Le parole che non mi hai detto, per mesi e anni, sono ciao, acqua e cane. Quelle che invece hai pronunciato con tempestività inspiegabile (all’inizio in modo incerto e quasi incomprensibile, e poi via via più distintamente) sono incastrato, dentifricio, computer, liberato.
Le parole che ancora non dici, e che non dirai mai, sono bua e è-cacca, botte e baubau. Quelle che formuli con maggiore trasporto, senza dubbio, sono luna! e maaaare, graaande (e quando le dici ti riconosco, figlio col naso per aria e tanta voglia di immenso).

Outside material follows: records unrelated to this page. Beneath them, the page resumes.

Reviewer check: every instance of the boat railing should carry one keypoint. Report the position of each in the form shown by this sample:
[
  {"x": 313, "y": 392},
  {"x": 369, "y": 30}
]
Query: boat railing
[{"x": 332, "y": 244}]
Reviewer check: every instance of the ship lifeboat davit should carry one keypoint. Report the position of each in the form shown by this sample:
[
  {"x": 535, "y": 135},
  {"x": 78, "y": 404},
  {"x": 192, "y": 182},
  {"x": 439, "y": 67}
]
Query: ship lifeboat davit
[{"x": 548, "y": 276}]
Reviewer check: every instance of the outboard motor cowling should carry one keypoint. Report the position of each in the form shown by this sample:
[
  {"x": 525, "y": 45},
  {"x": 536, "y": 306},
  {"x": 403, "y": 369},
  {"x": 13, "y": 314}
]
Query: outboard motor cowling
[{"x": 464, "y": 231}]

Quella che ripeti più spesso, non credo di sbagliarmi, camion!. Quella che storpi in modo più eclatante, e chissà se Freud avrebbe qualcosa da dire in proposito, è A-a (che poi sarebbe Flavia, ribatezzata da te nel modo in cui gli hawaiani chiamavano la lava che brucia forte sotto i piedi), nelle sue infinte varianti (naso A-a, A-a è caduta!, A-a tutto in bocca, A-a dormendo, A-a, èmmmio!!!).
La parola che non mi hai detto praticamente mai è sì, sostituita al massimo da un cenno appena abbozzato del capo. Qui vanno forte i no, anche in questo ti scopro decisamente mio figlio, e tant’è.

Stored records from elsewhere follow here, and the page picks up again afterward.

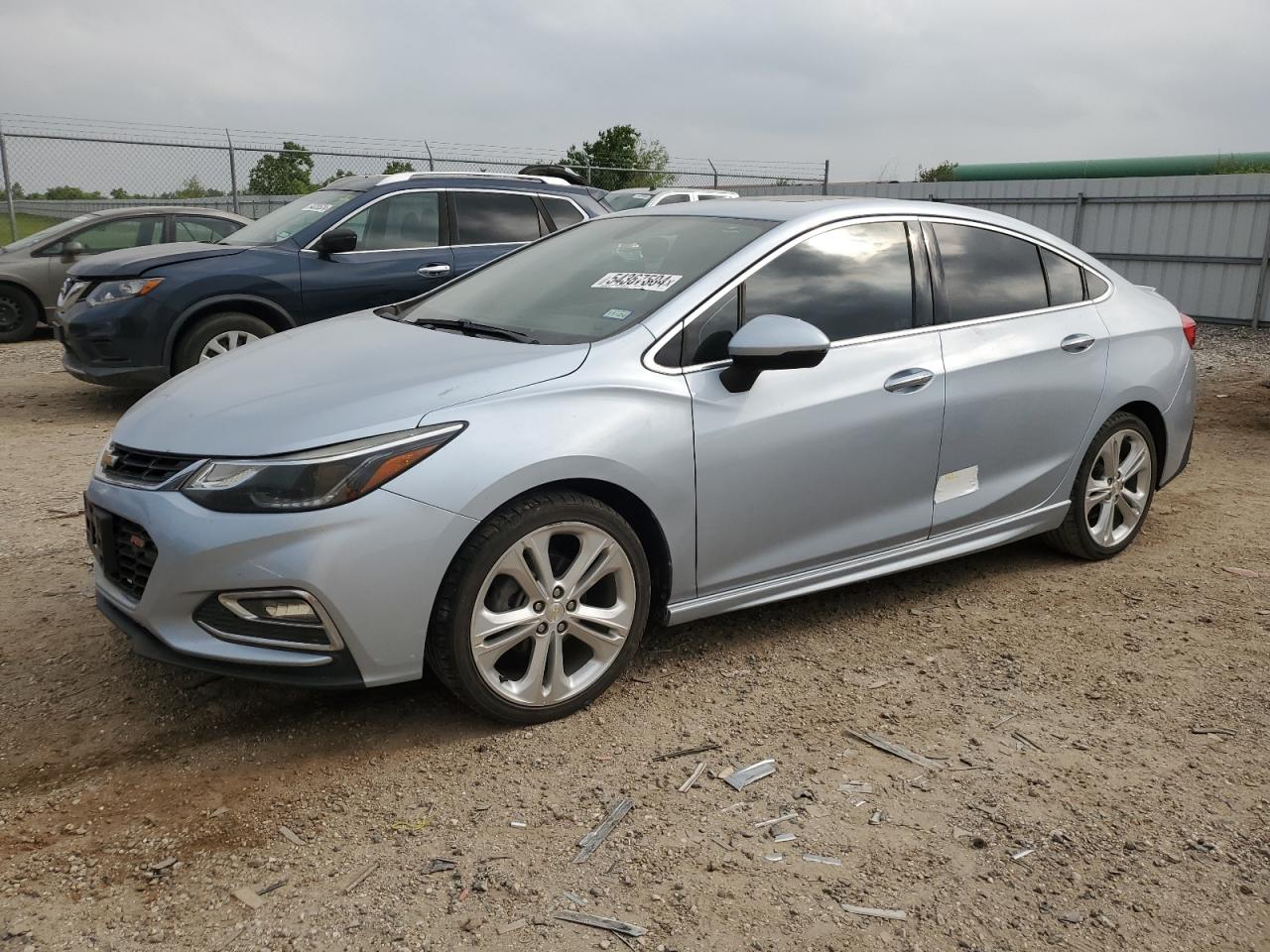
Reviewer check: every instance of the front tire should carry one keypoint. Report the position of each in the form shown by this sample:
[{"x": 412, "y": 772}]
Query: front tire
[
  {"x": 1112, "y": 492},
  {"x": 541, "y": 610},
  {"x": 18, "y": 315},
  {"x": 218, "y": 334}
]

Le parole che hai detto presto, guarda un po’, sono mamma, biscotto, frutta e pizza (pizzapizzapizzapizzapizza). Poi hai imparato a dire pane, ciuccio e papà (che però è stato papa per molto tempo, deve piacerti Francesco e in fondo ne hai molte ragioni), esaurendo il quadro delle tue necessità primarie.
Quella che non capisco mai è bere, quella evocata a lungo, intesa e fraintesa in ogni tua precoce lallazione, ovviamente è nonna, insieme a tutte le sue varianti.

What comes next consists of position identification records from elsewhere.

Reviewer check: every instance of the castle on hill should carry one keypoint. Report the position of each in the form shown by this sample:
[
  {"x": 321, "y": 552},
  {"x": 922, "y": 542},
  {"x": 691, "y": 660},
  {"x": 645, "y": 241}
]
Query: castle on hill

La parola che più ti fa uomo è aiuta, che borbotti quando, nonostante la tua ostinazione, non sei in grado di cavartela da solo. Quella che mi strappa sempre un sorriso è aereo, sei uno zingaro figlio di zingari e non potrei davvero desiderare di meglio. La parola che hai riservato a lungo a tuo padre, in-braccio. A lui che ti tiene e ti sostiene, che ha spostato il suo baricentro per sorreggerti e trasportarti nel mondo, come ho fatto io da quando ti avevo nel ventre.
La parola che più mi commuove, e sono certa che mi capirai, è mammatua, mutuata identica da certe formule che uso quando mi scappa di parlarti di me in terza persona. Tu, incapace ancora di declinare un possessivo, la invochi come un mantra, specie quando sei stanco o triste, o quando l’ora è tarda e hai voglia di dormire. Mammatua, mammatua.
Mamma tua è qui, figlio mio. Ora e sempre, nei secoli dei secoli. Finché tu la chiamerai, a gran voce o nel silenzio più muto, mamma tua è qui.